At the beginning of the Covid vaccine rollout in March-April 2021, the American public was led to believe that the shots prevented infection.

The CDC published a study in March 2021 that found Pfizer-BioNTech and Moderna mRNA vaccines reduce the risk of infection by 90 percent two weeks after vaccination.

“These findings should offer hope to the millions of Americans receiving COVID-19 vaccines each day and to those who will have the opportunity to roll up their sleeves and get vaccinated in the weeks ahead. The authorized vaccines are the key tool that will help bring an end to this devastating pandemic,” said CDC Director Rochelle Walensky when announcing the findings.

“Our data from the CDC today suggests that vaccinated people do not carry the virus, don’t get sick,” she told MSNBC on March 30, 2021.

A couple of days later, however, the agency had to walk back Walensky’s claim by saying that “the evidence [wasn’t] clear” and that the director was “speaking broadly.”

In February 2021, President Joe Biden’s chief medical advisor, Dr. Anthony Fauci, implied that while there is a chance for fully vaccinated people to get infected, such people would carry a much smaller viral load, making them much less likely to spread the virus to others.

During a July 2021 CNN town hall, U.S. President Joe Biden stated, “You’re not going to get Covid if you have these vaccinations.”

Since then, all of the U.S. public health authorities have admitted that the vaccines’ efficacy is waning rather quickly, and the CDC now recommends that vaccinated people aged 12 and older take a booster at least five months after completing a primary vaccination series. Those who are 50 and older are recommended to take a third shot in the fourth month, and then the fourth, too, if one is immunocompromised.

According to the FDA, all Americans will likely need to take a fourth shot by the fall.

It seems rather confusing, to put it mildly, to see this kind of misleading messaging from the top U.S. authorities.

According to the Brownstone Institute, the vaccines were not even tested to prevent infection. Per the report,

Pivotal randomized control trials (RCTs) underpinning approval of Covid vaccines did not set out to, and did not, test if the vaccines prevent transmission of the SARS-CoV-2 virus. Nor did the trials test if the vaccines reduce mortality risk. A review of seven phase III trials, including those for Moderna, Pfizer/BioNTech and AstraZeneca vaccines, found the criterion the vaccines were trialled against was just reduced risk of Covid-19 symptoms.

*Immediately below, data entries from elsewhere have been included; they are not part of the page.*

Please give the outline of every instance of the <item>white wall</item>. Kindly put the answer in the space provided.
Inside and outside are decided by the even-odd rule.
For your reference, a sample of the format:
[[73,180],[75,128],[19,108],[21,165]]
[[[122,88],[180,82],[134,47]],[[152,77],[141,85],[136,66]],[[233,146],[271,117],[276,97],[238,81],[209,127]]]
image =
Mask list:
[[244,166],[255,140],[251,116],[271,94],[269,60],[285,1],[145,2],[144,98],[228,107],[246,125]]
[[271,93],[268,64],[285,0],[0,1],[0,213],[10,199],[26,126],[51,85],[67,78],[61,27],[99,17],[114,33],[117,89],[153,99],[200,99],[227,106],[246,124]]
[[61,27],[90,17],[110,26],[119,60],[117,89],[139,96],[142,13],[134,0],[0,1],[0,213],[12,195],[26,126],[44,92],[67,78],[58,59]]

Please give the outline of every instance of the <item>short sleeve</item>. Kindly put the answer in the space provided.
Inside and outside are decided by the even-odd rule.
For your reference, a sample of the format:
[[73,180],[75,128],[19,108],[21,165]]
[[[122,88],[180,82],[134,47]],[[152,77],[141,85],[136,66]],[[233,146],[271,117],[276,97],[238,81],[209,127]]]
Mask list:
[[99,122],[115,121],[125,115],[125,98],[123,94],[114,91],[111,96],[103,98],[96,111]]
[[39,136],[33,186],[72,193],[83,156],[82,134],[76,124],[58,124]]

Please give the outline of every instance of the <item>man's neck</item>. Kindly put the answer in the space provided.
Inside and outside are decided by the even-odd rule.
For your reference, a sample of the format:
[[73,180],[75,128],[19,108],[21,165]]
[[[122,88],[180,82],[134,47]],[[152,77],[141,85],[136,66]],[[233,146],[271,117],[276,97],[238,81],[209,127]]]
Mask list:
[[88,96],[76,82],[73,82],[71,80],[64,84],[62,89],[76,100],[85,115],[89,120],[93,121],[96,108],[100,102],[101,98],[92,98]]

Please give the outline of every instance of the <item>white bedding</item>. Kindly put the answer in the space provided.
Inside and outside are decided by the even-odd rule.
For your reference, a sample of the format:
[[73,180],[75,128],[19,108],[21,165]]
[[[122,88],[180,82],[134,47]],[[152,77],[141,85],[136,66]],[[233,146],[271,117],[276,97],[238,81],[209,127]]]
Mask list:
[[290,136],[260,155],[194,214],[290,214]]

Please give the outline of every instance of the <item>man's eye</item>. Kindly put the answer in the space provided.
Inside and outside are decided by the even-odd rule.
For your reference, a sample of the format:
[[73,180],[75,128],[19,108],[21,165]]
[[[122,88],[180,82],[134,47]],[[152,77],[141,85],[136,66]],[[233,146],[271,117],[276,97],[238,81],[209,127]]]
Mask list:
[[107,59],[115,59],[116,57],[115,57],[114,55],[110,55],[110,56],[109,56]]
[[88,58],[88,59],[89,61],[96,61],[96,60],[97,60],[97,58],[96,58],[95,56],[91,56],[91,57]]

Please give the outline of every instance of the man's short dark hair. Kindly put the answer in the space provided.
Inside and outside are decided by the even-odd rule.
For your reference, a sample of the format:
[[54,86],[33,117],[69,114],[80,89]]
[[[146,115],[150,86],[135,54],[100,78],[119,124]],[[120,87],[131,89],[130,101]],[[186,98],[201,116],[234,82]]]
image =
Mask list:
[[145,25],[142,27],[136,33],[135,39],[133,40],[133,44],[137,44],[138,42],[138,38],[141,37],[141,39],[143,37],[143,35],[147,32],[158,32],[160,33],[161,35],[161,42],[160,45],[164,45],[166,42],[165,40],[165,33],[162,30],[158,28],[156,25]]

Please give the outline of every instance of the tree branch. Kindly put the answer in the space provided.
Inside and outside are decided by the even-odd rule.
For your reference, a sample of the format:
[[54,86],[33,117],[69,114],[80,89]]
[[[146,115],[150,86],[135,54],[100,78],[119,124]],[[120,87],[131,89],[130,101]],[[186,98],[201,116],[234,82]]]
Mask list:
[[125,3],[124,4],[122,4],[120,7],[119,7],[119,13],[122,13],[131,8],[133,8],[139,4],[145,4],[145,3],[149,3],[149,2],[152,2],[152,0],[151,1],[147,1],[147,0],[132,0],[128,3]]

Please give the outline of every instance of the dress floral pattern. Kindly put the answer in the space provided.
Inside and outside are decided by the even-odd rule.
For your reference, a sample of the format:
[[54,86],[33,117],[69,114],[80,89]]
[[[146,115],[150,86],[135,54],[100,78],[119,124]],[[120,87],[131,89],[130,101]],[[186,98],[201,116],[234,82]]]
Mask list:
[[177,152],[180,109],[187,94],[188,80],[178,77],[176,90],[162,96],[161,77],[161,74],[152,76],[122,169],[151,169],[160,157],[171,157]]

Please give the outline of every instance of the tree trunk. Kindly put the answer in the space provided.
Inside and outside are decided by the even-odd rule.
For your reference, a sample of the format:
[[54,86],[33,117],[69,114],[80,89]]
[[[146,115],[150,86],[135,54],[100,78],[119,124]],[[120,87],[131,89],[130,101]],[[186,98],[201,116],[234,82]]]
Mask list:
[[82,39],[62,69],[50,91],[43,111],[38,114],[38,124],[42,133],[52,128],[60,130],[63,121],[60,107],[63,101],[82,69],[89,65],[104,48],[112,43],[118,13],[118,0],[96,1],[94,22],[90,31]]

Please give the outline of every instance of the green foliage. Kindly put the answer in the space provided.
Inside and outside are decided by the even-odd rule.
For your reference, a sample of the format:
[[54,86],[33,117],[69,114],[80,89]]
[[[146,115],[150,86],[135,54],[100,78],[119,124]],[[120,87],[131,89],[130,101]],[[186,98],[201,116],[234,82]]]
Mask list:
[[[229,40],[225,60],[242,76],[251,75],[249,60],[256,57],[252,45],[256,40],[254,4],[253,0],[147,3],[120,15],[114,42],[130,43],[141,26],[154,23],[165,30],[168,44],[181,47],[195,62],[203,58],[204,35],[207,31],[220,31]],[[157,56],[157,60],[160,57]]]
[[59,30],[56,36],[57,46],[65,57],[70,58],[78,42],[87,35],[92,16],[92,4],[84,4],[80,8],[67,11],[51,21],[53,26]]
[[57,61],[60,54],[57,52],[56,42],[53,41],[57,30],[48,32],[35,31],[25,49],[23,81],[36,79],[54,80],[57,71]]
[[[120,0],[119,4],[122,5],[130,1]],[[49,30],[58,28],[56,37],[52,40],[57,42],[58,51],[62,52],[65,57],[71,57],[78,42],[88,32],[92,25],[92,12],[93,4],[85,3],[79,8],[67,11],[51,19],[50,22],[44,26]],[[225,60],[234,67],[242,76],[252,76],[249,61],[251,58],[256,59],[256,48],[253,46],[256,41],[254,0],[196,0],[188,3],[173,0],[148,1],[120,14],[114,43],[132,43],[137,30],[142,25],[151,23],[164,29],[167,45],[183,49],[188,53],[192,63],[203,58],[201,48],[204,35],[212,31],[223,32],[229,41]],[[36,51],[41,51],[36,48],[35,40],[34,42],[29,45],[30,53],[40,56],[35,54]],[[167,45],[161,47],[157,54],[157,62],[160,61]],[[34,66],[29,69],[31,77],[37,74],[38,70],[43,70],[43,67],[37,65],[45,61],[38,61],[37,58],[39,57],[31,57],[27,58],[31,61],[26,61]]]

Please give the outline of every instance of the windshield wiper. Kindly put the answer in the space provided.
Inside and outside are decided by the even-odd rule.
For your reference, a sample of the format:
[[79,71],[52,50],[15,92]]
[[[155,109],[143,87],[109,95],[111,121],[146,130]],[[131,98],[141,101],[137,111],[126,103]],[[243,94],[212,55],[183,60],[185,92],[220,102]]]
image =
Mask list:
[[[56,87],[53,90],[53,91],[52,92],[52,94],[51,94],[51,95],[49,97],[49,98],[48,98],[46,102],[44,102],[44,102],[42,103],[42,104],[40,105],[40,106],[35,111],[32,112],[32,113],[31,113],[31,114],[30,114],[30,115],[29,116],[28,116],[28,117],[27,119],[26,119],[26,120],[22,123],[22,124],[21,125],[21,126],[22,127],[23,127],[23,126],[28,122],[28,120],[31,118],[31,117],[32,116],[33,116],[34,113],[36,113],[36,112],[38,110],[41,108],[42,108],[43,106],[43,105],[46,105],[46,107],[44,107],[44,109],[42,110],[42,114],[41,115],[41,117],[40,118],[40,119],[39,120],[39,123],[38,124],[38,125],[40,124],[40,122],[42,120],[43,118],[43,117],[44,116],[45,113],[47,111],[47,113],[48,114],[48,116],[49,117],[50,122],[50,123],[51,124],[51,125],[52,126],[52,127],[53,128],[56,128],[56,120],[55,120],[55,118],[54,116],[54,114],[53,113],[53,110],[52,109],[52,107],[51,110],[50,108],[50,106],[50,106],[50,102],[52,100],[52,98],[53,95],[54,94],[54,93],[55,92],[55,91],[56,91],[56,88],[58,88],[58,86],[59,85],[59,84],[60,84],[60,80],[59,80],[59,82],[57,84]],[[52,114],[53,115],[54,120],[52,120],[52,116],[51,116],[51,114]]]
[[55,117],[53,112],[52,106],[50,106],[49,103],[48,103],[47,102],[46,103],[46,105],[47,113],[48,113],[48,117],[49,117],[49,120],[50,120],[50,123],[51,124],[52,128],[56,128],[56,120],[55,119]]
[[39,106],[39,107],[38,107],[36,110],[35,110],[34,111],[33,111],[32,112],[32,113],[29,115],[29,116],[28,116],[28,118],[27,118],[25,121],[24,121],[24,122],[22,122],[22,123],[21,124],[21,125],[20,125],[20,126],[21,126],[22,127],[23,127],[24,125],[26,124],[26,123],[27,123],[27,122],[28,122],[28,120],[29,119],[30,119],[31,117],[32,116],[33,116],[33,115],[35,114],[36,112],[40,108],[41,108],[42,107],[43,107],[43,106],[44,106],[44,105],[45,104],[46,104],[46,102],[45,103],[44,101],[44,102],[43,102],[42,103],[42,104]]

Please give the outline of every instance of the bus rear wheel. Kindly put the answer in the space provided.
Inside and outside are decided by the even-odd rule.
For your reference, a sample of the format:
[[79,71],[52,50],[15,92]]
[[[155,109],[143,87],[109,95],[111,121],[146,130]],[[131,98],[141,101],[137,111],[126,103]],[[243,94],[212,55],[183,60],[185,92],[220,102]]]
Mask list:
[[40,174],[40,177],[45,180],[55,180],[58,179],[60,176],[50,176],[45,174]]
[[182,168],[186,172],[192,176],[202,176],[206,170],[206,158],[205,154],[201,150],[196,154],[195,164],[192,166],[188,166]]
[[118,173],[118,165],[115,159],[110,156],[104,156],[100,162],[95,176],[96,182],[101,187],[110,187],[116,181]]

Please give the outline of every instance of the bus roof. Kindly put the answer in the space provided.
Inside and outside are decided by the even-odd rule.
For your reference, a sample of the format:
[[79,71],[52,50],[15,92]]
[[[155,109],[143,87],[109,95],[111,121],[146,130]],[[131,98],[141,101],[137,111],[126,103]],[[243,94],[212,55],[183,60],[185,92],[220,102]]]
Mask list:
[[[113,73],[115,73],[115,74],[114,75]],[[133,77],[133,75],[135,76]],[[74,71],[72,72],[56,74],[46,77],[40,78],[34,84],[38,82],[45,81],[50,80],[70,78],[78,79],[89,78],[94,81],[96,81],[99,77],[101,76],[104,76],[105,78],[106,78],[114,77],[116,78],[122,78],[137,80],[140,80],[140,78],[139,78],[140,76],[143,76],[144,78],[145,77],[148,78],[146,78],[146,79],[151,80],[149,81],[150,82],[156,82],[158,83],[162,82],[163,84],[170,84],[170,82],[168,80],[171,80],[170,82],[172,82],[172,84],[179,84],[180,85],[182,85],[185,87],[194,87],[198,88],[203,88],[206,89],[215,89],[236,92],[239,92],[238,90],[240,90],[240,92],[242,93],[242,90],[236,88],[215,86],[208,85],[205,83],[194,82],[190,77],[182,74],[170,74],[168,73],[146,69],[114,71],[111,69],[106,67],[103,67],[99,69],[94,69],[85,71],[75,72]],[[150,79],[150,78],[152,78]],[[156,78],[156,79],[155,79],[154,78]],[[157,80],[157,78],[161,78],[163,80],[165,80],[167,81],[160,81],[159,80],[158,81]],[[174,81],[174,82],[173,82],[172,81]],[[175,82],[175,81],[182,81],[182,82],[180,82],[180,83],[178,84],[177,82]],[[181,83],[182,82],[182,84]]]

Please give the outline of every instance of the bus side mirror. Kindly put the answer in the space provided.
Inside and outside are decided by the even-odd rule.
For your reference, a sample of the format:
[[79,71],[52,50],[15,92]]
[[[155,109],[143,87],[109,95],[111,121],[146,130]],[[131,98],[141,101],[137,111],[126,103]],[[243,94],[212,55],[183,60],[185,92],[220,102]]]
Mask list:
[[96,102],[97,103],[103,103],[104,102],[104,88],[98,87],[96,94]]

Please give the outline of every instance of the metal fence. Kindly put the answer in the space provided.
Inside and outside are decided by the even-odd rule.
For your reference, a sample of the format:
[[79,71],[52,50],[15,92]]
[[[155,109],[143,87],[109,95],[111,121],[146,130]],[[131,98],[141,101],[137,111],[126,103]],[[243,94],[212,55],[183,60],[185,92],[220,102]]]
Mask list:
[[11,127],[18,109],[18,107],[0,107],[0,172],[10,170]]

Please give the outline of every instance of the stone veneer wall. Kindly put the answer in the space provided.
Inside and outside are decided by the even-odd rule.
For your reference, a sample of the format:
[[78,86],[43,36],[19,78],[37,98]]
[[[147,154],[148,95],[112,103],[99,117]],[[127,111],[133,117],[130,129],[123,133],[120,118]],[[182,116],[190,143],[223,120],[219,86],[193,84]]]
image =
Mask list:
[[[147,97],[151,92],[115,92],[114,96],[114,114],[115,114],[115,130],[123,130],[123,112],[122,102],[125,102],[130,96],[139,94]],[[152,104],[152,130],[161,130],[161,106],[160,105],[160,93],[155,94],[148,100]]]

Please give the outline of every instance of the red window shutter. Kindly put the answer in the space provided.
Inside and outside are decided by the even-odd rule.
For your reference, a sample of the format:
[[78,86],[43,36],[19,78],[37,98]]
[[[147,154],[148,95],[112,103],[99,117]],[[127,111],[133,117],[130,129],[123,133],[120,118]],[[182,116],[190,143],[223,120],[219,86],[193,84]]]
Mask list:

All of that was published in August 2020 in The BMJ (formerly the British Medical Journal).

But what explains the higher infection numbers in the most-vaccinated counties?

According to some non-establishment doctors, Covid-19 shots cause so-called vaccine-acquired immunodeficiency syndrome (VAIDS). The syndrome weakens the immune system, which is responsible for protecting against all kinds of disease-causing pathogens and cancers. The damage accelerates with each additional booster, the doctors believe.

VAIDS might explain the disproportionate Covid rates among the vaccinated and unvaccinated, as well as the unprecedented excess mortality rate in 2021 in Americans aged 18-44.